Manière d'enterrer les morts à Tahiti ; gravure illustrant le Voyage autour du monde ; 1771
Approfondissement
Avant la fin du XVIIIe siècle, la médecine et l'hygiène sont encore peu efficaces. En France, l'École de Médecine Navale de Rochefort est fondée en 1720 et, en 1768, il y en a deux autres dans les ports de Toulon et de Brest. Le but de ces écoles navales est d'apprendre l'anatomie, la chirurgie et la pharmacie aux futurs chirurgiens puis médecins de la marine, mais aussi de les familiariser avec les grandes maladies nautiques et exotiques. En effet, au XVIIIe siècle, les marins constituent un vecteur privilégié des maladies contagieuses. Les marins sont souvent affaiblis par la rareté des vivres frais qui provoque des carences graves, comme l'insuffisance en vitamine C (ou scorbut). En 1747 James Lindt montre que le scorbut peut être combattu en consommant des agrumes. James Cook est l'un des premiers capitaines à maintenir son équipage en bonne santé grâce à la distribution régulière de choucroute. Mais les marins vivent surtout dans la promiscuité et le manque d'hygiène ( l'eau souillée, les rats, les poux et les puces) qui facilitent la transmission des maladies contagieuses. Le typhus, la peste bubonique, la variole, la rougeole, la coqueluche ou la grippe, parfois contractées aux escales, sont transportées au loin par les marins.

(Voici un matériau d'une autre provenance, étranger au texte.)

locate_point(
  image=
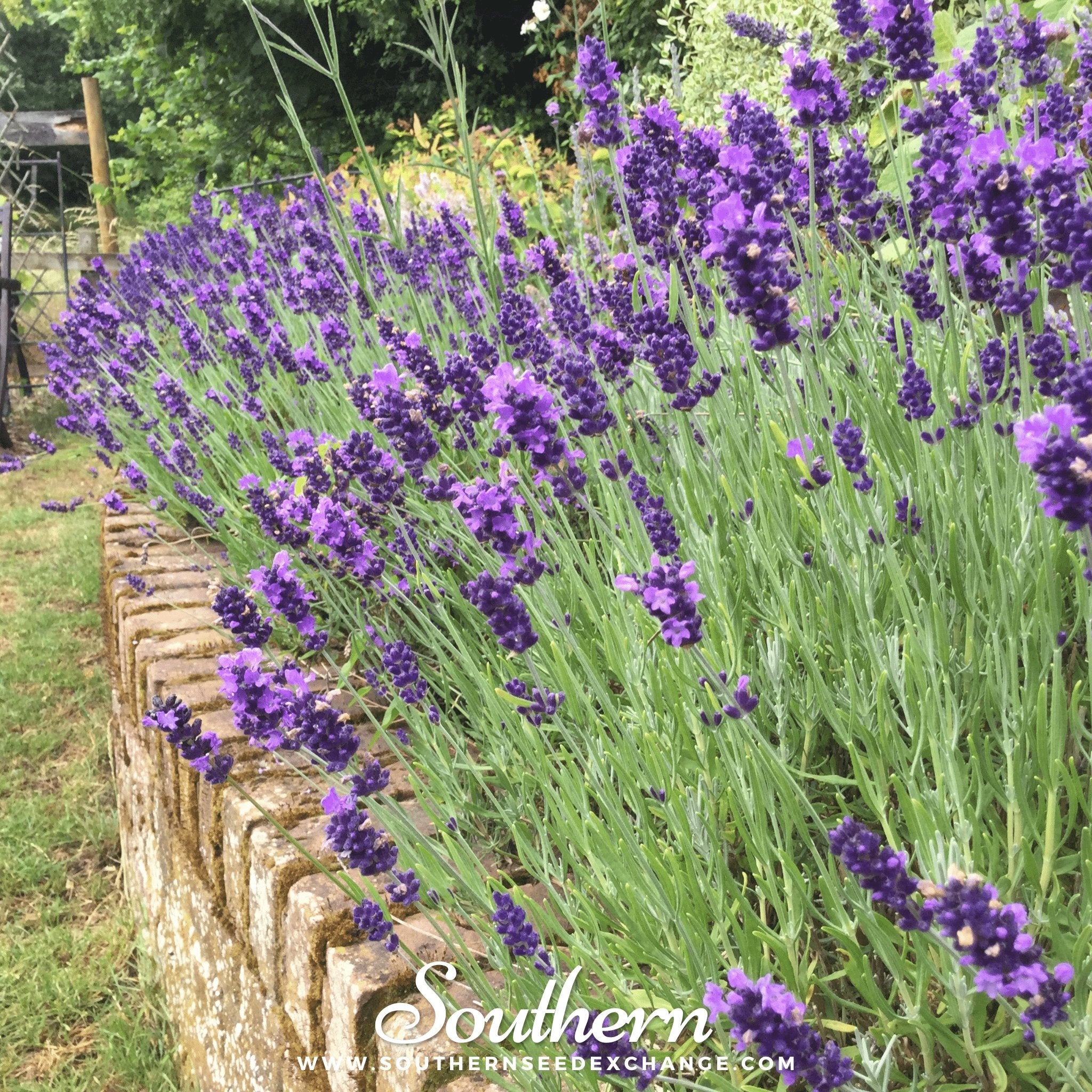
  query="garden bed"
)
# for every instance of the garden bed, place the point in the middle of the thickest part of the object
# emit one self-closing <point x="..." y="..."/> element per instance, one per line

En outre, les marins du XVIIIe sont souvent porteurs de maladies sexuellement transmissibles, des maladies "honteuses" d'où le terme pudique ("l'autre") employé par Bougainville. La syphilis, notamment, a été ramenée en 1493, du Nouveau Monde en Europe, par des membres de l'équipage de Christophe Colomb. Les marins européens, une population à risques, l'ont ensuite répandue sur tous les continents. La première expédition de Cook est passée à Tahiti peu après celle de Bougainville et y a constaté, elle aussi, la présence du "mal français". Ses membres commencent à diffuser leurs récits de voyage et Bougainville, qui affirme avoir consigné à bord les vénériens, doit défendre son honneur (en accusant implicitement son prédécesseur britannique) :
[...] ils nous accusent d’avoir porté aux malheureux Tahitiens la maladie que nous pourrions peut-être plus justement soupçonner leur avoir été communiquée par l’équipage de M. Wallis.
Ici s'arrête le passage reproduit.